Accordingly we hold that if date of payment, as used in the receipt, meant either March 29, the date payment was mailed by plaintiff, or April 1, the date adopted by Rodgers, and if on that date plaintiff was insurable and acceptable as a standard risk under the company's rules and practices, then plaintiff was insured on April 2, the date of his accident. These questions must be determined as a fact on retrial.

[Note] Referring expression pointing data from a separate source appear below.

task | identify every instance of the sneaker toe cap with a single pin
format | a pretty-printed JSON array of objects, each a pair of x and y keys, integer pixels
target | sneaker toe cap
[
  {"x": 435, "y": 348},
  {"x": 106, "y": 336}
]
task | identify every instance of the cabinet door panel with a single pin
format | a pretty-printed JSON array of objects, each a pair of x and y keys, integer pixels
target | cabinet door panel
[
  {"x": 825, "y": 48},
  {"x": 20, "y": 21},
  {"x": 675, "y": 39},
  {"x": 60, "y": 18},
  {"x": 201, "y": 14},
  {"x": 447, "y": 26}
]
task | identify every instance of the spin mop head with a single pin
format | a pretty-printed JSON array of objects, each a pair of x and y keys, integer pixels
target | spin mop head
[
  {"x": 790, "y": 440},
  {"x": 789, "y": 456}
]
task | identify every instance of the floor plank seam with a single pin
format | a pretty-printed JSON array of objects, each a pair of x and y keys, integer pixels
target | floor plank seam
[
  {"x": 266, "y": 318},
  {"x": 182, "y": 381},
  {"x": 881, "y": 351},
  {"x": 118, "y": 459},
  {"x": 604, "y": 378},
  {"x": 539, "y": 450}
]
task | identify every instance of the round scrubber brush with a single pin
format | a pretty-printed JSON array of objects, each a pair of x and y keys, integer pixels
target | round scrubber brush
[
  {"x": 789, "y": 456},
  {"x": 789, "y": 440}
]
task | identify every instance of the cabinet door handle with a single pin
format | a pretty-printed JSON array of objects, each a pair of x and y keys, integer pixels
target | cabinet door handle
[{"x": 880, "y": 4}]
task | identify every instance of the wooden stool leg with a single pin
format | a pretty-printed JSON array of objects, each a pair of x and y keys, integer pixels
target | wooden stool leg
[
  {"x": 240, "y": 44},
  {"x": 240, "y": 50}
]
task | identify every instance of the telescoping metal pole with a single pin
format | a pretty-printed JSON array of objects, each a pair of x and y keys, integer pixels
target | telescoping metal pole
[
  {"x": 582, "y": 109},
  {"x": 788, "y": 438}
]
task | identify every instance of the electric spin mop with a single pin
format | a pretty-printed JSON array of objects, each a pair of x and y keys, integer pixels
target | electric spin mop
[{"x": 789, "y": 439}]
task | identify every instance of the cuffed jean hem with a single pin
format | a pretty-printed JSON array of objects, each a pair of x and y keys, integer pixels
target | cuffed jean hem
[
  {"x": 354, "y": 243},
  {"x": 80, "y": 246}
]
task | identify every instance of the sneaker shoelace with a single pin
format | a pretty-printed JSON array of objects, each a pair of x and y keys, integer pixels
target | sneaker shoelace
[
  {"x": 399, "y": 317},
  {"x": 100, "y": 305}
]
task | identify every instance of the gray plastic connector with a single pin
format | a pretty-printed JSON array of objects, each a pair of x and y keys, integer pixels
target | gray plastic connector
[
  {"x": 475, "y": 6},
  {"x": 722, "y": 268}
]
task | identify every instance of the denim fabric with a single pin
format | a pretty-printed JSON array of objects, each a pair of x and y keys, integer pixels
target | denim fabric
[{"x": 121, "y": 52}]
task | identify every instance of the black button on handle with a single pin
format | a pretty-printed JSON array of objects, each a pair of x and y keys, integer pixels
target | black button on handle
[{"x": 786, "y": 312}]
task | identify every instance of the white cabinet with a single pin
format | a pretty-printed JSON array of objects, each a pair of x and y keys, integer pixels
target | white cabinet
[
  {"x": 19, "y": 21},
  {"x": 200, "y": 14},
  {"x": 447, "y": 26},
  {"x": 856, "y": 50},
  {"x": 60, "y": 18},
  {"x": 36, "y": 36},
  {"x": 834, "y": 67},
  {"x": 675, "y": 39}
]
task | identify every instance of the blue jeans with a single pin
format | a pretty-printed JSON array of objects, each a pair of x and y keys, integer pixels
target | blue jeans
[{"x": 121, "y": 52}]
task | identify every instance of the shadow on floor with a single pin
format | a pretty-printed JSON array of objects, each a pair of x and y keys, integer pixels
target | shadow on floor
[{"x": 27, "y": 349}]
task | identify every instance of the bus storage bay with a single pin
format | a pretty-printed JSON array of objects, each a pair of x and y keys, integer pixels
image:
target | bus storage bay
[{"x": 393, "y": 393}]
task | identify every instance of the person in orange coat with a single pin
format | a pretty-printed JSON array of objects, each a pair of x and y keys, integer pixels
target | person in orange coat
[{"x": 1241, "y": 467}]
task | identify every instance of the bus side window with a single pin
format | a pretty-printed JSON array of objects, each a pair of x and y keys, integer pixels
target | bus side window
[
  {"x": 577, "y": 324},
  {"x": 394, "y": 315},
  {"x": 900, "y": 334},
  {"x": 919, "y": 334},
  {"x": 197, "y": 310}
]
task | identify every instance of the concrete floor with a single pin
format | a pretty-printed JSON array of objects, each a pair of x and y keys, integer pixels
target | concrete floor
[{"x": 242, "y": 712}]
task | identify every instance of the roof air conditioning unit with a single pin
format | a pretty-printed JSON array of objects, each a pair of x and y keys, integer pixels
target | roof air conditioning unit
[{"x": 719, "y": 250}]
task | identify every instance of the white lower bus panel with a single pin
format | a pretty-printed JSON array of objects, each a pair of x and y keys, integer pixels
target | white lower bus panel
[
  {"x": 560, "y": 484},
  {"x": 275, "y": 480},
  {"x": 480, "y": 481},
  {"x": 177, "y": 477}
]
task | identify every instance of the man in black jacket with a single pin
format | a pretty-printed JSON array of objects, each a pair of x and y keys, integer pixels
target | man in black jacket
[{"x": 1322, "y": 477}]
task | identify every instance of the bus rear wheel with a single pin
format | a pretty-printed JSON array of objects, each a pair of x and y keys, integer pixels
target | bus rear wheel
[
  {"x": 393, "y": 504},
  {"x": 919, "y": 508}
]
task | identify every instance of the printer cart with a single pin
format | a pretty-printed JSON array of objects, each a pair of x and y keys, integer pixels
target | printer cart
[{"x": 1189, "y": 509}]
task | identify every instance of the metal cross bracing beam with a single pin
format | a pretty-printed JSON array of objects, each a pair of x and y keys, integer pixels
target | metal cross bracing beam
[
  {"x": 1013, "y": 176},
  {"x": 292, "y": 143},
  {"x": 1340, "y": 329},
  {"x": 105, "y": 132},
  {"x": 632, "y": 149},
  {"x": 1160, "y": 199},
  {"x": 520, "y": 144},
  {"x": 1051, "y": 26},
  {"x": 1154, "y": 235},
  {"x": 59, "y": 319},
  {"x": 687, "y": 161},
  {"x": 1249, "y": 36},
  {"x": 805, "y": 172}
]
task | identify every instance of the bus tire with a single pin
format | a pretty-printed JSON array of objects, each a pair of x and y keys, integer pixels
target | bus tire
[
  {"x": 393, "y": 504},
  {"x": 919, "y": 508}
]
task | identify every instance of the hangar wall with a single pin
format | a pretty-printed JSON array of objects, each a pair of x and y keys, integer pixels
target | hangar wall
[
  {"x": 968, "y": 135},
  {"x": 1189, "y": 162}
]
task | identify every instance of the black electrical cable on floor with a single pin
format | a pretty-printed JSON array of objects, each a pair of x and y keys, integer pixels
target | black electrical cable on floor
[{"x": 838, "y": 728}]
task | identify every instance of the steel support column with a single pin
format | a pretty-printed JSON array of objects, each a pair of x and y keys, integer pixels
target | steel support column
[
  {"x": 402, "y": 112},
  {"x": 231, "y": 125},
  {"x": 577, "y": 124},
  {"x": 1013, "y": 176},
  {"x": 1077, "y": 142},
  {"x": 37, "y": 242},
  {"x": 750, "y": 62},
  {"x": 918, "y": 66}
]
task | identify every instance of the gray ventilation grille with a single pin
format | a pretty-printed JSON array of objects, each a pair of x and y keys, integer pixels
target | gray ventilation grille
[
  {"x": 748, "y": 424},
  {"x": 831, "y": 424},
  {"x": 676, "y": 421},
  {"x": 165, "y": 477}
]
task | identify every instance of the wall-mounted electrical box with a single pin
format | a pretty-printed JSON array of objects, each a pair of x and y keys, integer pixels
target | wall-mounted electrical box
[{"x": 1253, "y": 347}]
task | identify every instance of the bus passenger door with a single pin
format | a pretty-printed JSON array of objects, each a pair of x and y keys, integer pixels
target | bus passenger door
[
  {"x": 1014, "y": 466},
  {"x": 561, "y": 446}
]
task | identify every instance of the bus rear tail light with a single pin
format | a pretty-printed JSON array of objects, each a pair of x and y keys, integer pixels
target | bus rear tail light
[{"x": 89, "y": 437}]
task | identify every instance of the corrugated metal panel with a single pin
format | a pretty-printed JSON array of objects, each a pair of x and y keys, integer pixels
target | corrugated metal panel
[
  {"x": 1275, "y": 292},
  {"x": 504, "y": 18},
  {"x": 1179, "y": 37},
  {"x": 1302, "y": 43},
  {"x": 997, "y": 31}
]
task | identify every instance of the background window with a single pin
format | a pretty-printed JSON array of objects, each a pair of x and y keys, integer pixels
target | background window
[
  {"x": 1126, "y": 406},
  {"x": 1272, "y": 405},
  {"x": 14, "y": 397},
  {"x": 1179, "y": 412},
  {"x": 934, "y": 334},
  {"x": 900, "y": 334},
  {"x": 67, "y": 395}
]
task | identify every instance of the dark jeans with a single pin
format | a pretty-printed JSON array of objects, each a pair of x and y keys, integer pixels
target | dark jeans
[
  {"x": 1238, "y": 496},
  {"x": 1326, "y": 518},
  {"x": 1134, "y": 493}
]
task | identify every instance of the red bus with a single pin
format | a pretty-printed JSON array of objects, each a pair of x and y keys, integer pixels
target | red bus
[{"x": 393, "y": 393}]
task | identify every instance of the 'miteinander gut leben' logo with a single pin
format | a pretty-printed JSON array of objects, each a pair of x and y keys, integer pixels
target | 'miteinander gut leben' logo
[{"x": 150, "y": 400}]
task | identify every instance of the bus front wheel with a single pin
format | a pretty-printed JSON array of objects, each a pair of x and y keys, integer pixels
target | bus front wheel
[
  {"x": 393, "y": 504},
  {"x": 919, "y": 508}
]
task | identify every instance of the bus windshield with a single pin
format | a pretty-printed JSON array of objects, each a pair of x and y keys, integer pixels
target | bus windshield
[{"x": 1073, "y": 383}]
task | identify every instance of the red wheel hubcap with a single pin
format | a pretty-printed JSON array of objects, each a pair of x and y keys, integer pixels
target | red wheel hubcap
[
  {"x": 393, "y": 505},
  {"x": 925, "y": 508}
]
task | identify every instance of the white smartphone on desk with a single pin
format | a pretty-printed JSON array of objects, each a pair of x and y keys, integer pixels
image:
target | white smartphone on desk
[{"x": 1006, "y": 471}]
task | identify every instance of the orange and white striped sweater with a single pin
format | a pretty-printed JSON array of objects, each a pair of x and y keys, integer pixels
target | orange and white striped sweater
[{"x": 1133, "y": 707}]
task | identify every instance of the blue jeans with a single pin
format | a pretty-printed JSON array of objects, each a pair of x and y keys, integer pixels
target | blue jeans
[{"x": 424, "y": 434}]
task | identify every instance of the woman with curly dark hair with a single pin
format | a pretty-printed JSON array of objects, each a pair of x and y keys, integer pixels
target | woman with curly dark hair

On plaintiff's cross-appeal he contends that the court was in error in denying him recovery beyond the twelve months period. Recovery beyond that period depended upon whether at such time plaintiff was wholly and continuously disabled by his injury from engaging in any occupation or employment for wages or profit. The trial court found that at the end of this period plaintiff was not so disabled as to be incapable of performing a desk job. There was medical testimony that he could perform such work and the only evidence as to his occupation of construction engineer indicated that a portion of his work perhaps the greater portion consisted of office duties and drawing prints. The California courts have been fairly liberal in interpreting total disability as used in insurance policies of the type here involved and hold that total disability as so interpreted, is a question of fact.[7] On the record before us we cannot say that the trial court's finding was without substantial support in the evidence, but in view of the necessity for retrial on the question of liability we feel that the extent of such liability, if any, should also be retried. Accordingly we order a retrial on all issues.

Reversed with instructions to grant a new trial.


[1] Thereafter the wife was appointed ancillary committee of plaintiff by the United States District Court for the District of Columbia and a certified copy of such order filed in this case. The case thereafter proceeded with apparently no formal substitution of parties.

[2] Zimmerman v. Western Builders' & Salvage Co., 38 Ariz. 91, 297 P. 449; Isaacs v. Jones, 135 Cal. App. 47, 26 P.2d 533; Lusas v. St. Patrick's Roman Catholic Church Corp., 123 Conn. 166, 193 A. 204, 111 A.L.R. 763. Cf. Jackson v. Merritt, 21 D.C. 276, 287.

[3] District of Columbia v. Arms, 107 U.S. 519, 2 S. Ct. 840, 27 L. Ed. 618; Lockard v. Parker, 4 Cir., 164 F.2d 804.

[4] Tayloe v. Merchants' Fire Ins. Co. of Baltimore, 9 How. 390, 13 L. Ed. 187; Eames v. Home Ins. Co., 94 U.S. 621, 24 L. Ed. 298; National Quicksilver Corp. v. World Ins. Co., 8 Cir., 139 F.2d 1.

[5] General Motors Acceptance Corp. v. American Ins. Co., 5 Cir., 50 F.2d 803, certiorari denied, 284 U.S. 676, 52 S. Ct. 130, 76 L. Ed. 571; Eames v. Home Ins. Co., 94 U.S. 621, 24 L. Ed. 298.

[6] See Annotation, 2 A.L.R.2d 943.

[7] Erreca v. Western States Life Ins. Co., 19 Cal. 2d 388, 121 P.2d 689, 141 A.L.R. 68.